No topo do ranking, a Irlanda deverá assumir a liderança do PIB per capita, ultrapassando o Luxemburgo. No entanto, ambos os casos devem ser interpretados com cautela, já que são fortemente influenciados por fatores como a presença de multinacionais e estruturas financeiras que distorcem o valor económico “real” produzido internamente.
Logo abaixo, continuam a destacar-se economias pequenas, mas muito ricas e estáveis, como a Noruega, a Suíça e a Dinamarca, que mantêm posições consistentes entre as mais elevadas da Europa.
Nas grandes economias, a Alemanha segue como a mais forte da União Europeia em termos de rendimento per capita, seguida pela França e pelo Reino Unido.
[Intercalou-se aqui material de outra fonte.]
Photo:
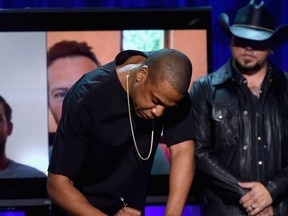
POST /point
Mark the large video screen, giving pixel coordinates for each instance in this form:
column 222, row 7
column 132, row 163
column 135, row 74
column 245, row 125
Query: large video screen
column 24, row 83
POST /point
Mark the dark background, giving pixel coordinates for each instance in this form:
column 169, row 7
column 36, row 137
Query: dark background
column 220, row 42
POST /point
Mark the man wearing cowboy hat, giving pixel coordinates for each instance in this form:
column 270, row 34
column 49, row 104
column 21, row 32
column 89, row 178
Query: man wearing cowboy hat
column 241, row 122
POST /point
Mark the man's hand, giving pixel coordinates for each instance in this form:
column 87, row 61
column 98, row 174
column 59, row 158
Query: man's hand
column 266, row 212
column 127, row 211
column 256, row 200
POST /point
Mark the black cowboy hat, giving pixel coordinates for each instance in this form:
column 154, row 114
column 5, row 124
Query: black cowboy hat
column 255, row 22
Mais abaixo neste grupo aparecem a Itália e a Espanha, que apesar de crescerem, continuam afastadas do topo europeu.
Na base da tabela permanecem sobretudo países da Europa de Leste e alguns candidatos à UE, que devem continuar a convergir lentamente, mas ainda com diferenças significativas face ao Ocidente europeu.
No essencial, o cenário aponta para continuidade: a Europa enriquece no conjunto, mas a distância entre o Norte/Oeste e o Leste mantém-se um traço estrutural do continente.